A Genova sbarca Pop Society: una grande retrospettiva su Andy Warhol
Genova – Nel febbraio del 1987 muore a New York per complicazioni dopo un’intervento chirurgico Andrew Warhola Jr, conosciuto come Andy Warhol, gigante della Pop art e tra gli artisti più influenti del XX secolo. Figlio di immigrati slovacchi, nato a Pittsburgh, in Pennsylvania il 6 agosto del 1928, Warhol si distingue fin da giovane per un talento improntato verso il disegno e la grafica. Dopo la laurea in arte pubblicitaria nel 1949 si trasferisce a New York per lavoro: il mito ha inizio.

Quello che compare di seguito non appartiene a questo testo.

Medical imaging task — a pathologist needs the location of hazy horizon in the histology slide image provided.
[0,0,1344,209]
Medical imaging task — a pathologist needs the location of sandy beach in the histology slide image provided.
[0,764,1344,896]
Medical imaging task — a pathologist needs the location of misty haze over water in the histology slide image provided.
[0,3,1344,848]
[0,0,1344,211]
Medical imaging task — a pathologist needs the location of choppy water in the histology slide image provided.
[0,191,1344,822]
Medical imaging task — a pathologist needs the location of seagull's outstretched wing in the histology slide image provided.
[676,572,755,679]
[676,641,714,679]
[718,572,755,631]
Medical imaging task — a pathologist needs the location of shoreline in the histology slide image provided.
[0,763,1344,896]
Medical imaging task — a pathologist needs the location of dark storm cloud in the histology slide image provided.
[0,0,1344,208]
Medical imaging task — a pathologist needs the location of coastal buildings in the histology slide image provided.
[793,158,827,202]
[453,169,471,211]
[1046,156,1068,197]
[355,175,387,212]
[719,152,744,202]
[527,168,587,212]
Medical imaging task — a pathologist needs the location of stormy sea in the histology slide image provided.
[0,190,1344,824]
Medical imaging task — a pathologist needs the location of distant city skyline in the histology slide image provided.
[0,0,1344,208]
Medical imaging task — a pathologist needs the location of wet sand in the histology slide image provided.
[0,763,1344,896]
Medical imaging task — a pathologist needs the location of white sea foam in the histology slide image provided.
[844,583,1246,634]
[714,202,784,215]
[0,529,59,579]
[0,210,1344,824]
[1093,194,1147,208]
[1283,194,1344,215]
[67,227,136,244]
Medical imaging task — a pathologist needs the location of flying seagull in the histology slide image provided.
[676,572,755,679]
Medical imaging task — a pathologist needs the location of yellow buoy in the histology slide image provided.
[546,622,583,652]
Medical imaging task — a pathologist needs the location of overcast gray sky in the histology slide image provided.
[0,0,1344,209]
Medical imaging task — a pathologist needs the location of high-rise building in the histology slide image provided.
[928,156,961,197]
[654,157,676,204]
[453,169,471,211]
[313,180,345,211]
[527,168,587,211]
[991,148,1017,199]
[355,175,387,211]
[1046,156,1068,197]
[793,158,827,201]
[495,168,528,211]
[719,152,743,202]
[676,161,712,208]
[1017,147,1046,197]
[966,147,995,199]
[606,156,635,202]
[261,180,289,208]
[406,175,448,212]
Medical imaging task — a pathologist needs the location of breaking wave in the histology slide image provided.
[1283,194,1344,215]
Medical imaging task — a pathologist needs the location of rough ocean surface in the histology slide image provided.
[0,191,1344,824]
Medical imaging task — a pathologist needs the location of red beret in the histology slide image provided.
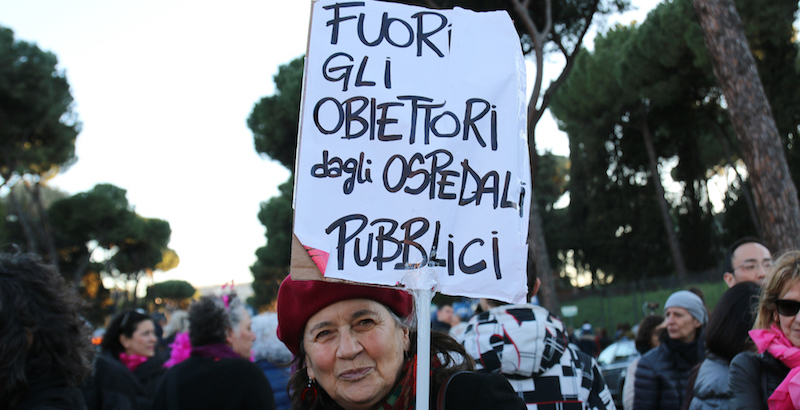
[278,276,414,355]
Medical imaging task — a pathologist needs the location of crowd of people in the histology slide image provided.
[0,238,800,410]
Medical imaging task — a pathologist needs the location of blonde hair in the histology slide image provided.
[753,251,800,329]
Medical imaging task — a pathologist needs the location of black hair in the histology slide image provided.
[100,310,153,359]
[636,315,664,354]
[189,294,245,346]
[706,282,761,360]
[0,253,92,408]
[722,236,767,275]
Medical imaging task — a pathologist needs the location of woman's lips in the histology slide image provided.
[339,367,372,381]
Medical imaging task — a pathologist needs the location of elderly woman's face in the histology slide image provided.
[303,299,410,410]
[777,282,800,347]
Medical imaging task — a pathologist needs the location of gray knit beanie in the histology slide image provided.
[664,290,708,326]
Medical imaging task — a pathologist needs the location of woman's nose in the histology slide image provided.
[336,332,363,359]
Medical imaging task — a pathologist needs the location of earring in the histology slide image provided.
[300,378,317,403]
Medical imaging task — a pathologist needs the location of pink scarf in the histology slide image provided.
[119,352,150,371]
[750,323,800,410]
[164,332,192,367]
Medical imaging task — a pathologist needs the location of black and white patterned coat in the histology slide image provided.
[460,304,616,410]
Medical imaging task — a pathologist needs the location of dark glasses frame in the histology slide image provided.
[774,299,800,316]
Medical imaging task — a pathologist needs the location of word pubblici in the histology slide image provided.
[296,2,527,294]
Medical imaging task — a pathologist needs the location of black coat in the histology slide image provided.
[11,376,86,410]
[82,352,166,410]
[153,356,275,410]
[430,372,527,410]
[633,338,705,410]
[728,352,789,410]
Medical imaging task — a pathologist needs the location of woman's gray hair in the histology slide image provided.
[250,312,292,365]
[189,294,247,347]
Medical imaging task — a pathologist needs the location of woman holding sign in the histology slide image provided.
[278,277,525,410]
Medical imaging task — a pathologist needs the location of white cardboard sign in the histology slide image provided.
[293,0,530,302]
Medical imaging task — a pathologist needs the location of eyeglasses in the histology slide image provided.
[775,299,800,316]
[733,261,772,273]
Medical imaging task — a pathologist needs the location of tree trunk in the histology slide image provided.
[641,118,686,285]
[8,189,39,253]
[711,117,764,237]
[692,0,800,252]
[528,197,561,316]
[29,181,61,273]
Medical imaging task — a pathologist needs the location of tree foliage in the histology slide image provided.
[247,57,304,307]
[247,57,303,170]
[551,0,797,280]
[0,27,80,184]
[147,280,197,302]
[0,26,80,262]
[50,184,179,310]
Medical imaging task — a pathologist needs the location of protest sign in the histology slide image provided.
[292,0,530,302]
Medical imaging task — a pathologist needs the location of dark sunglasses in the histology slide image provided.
[775,299,800,316]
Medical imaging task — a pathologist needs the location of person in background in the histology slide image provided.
[431,303,453,332]
[0,253,93,410]
[459,278,616,410]
[683,282,761,410]
[161,309,192,367]
[622,315,664,410]
[594,327,611,355]
[575,322,599,357]
[251,312,292,410]
[150,312,168,358]
[722,237,772,288]
[728,251,800,410]
[633,290,708,410]
[450,314,467,339]
[83,310,165,410]
[153,294,275,410]
[278,276,525,410]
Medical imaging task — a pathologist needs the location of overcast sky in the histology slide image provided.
[0,0,657,286]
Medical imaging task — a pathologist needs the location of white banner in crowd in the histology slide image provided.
[294,0,530,302]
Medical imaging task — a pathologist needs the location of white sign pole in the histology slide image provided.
[402,266,438,410]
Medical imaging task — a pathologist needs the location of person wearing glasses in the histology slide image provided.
[83,310,166,410]
[722,237,772,288]
[728,251,800,410]
[633,290,708,410]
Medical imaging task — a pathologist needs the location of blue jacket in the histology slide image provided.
[689,353,731,410]
[633,338,705,410]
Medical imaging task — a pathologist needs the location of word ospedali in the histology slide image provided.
[311,149,525,215]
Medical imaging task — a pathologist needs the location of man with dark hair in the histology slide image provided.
[722,237,772,288]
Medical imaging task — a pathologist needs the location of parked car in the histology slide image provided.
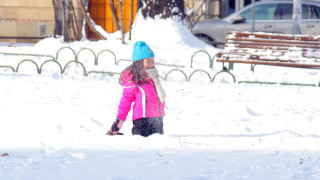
[192,0,320,48]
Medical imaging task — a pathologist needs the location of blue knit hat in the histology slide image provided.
[132,41,154,62]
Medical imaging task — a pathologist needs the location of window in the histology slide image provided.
[302,4,310,19]
[241,3,276,20]
[310,5,320,19]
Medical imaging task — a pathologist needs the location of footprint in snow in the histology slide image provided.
[247,107,261,116]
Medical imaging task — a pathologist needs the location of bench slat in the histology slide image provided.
[217,32,320,69]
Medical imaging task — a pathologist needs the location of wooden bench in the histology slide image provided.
[216,32,320,86]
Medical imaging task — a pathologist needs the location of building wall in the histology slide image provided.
[0,0,54,43]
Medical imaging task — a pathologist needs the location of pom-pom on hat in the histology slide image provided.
[132,41,154,62]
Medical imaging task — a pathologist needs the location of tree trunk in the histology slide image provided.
[139,0,185,19]
[78,0,107,40]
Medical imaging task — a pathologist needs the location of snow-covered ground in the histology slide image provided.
[0,14,320,180]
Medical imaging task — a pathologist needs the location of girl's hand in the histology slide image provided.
[106,131,123,136]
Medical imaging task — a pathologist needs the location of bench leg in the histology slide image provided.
[211,70,236,83]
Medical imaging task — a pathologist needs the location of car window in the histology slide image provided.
[240,3,276,20]
[310,5,320,19]
[274,3,293,20]
[302,4,310,19]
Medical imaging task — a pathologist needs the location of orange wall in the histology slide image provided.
[89,0,138,38]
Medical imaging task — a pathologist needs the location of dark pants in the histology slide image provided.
[132,117,163,137]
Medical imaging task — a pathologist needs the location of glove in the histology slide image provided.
[106,131,123,136]
[106,119,124,136]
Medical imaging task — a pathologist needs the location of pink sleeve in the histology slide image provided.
[117,78,138,121]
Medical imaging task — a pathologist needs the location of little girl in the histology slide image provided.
[107,41,166,137]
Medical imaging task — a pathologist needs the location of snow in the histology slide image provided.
[0,13,320,180]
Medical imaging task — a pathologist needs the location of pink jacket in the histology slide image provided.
[117,72,165,121]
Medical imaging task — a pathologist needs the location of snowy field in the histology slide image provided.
[0,14,320,180]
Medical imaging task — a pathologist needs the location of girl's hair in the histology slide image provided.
[119,61,148,85]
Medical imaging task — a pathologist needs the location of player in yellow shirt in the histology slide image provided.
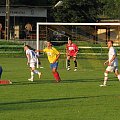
[37,41,61,82]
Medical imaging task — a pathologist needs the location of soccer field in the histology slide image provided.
[0,58,120,120]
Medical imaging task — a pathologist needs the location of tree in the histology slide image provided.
[0,0,48,6]
[52,0,103,22]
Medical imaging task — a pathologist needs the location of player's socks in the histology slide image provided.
[34,70,39,74]
[117,74,120,81]
[53,72,61,82]
[34,70,41,78]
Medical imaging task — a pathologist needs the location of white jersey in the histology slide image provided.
[26,49,37,63]
[108,47,118,66]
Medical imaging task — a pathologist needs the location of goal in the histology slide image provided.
[36,22,120,67]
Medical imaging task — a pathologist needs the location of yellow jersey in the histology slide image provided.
[43,47,60,63]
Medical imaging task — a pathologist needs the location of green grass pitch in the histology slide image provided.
[0,58,120,120]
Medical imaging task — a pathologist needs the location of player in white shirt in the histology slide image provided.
[24,45,41,81]
[100,40,120,86]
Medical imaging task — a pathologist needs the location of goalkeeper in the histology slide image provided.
[66,39,78,71]
[36,41,61,82]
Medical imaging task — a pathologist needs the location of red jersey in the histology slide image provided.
[66,43,78,56]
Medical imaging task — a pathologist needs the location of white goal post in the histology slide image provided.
[36,22,120,67]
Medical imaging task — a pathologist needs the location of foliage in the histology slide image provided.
[0,0,47,6]
[51,0,120,22]
[50,0,102,22]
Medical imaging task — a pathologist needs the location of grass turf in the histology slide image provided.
[0,58,120,120]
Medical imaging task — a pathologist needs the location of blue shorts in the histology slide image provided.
[50,62,58,69]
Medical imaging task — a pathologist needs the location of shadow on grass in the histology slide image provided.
[0,94,119,106]
[0,77,117,86]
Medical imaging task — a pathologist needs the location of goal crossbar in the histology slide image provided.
[36,22,120,49]
[36,22,120,68]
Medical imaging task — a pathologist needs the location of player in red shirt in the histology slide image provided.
[66,39,78,71]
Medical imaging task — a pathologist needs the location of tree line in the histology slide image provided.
[0,0,120,22]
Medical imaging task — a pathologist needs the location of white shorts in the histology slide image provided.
[30,62,36,68]
[106,66,118,72]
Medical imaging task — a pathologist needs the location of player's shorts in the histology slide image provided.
[106,66,118,72]
[0,66,3,78]
[30,62,36,68]
[50,62,58,69]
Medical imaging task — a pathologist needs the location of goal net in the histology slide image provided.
[36,22,120,67]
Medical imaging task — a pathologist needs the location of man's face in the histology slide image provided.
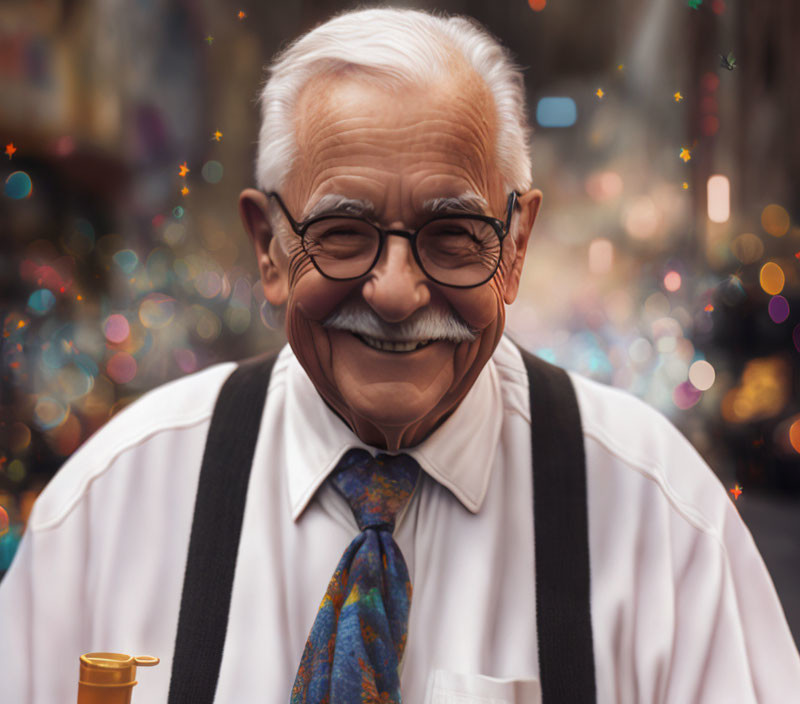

La mostra “Pop Society” omaggia la figura di uno dei più importanti artisti del secolo scorso: colui che ha sdoganato definitivamente l’arte come fenomeno commerciale e di massa, creando icone e diventandone una esso stesso, aprendo (spalancando) definitivamente la porta dell’arte contemporanea, così come la intendiamo oggi.
“Le masse vogliono apparire anticonformiste: ciò significa che l’anticonformismo deve essere prodotto per le masse.”
Curata da Luca Beatrice, grande critico d’arte e curatore torinese, la mostra presenta circa 170 opere tra tele, stampe, disegni, polaroid, sculture, provenienti da musei, collezioni private e pubbliche, italiane e straniere. “Pop Society” si snoda attraverso un percorso tematico che si sviluppa attraverso sei linee conduttrici: le icone, i ritratti, i disegni, il rapporto di Warhol con l’Italia, le polaroid, la comunicazione e la pubblicità.
Le opere sono tante, la qualità è alta, l’allestimento è molto curato.
E ci sono proprio tutti: Marilyn, Mao, Man Ray, Mick Jagger, Agnelli, Armani, i Brillo Boxes, il Dollaro, Liza Minelli, Beuys.. e tanti, tanti altri. L’impressione è di trovarsi ad un party esclusivo e colorato, Ladies and Gentlemen, circondato dalle icone più importanti della seconda metà del secolo scorso. I lavori serigrafici rappresentano ovviamente la maggioranza delle opere esposte, ma l’esibizione copre l’intero arco della vita di Warhol, dai disegni degli anni ’40 (bellissimi per la loro capacità di sintesi e la forza anticipatoria e quasi profetica del periodo successivo della Factory) alle opere tardive degli anni’80 (un’ Ultima Cena realizzata in Italia poche settimane prima della sua morte).
“… Siamo stati in Italia, e tutti mi chiedono in continuazione se sono comunista perchè ho dipinto Mao. Perciò ora dipingo falci e martelli per il comunismo e teschi per il fascismo”.
Alzando gli occhi sopra le opere le citazioni di Warhol ti strappano qualche sorriso, per la loro irriverenza e la loro (apparente) semplicità. Interessante la parte dedicata al rapporto di Warhol con l’Italia (con i ritratti tra gli altri di Sandro Chia e Gianni Agnelli), mentre un’intera sezione è dedicata alle polaroid, oltre 90, con un intrigante allestimento in una sala completamente affrescata. Inoltre, un video di Luca Beatrice racconta con sintesi esaustiva la vita di e le opere di Andy Warhol.
“Fare denaro è un’arte. Lavorare è un’arte. Un buon affare è il massimo di tutte le arti.”
L’arte deve essere consumata come un qualsiasi altro prodotto commerciale.
Sintetizzando all’estremo il pensiero di Warhol si può estrapolare questa frase, e “Pop Society” ci guida appunto all’interno di questa filosofia, con gusto e coerenza, facendoci scoprire o ribadendo ancora una volta la “profonda superficialità” di questo grandissimo artista.
“Non è forse la vita una serie d’immagini, che cambiano solo nel modo di ripetersi?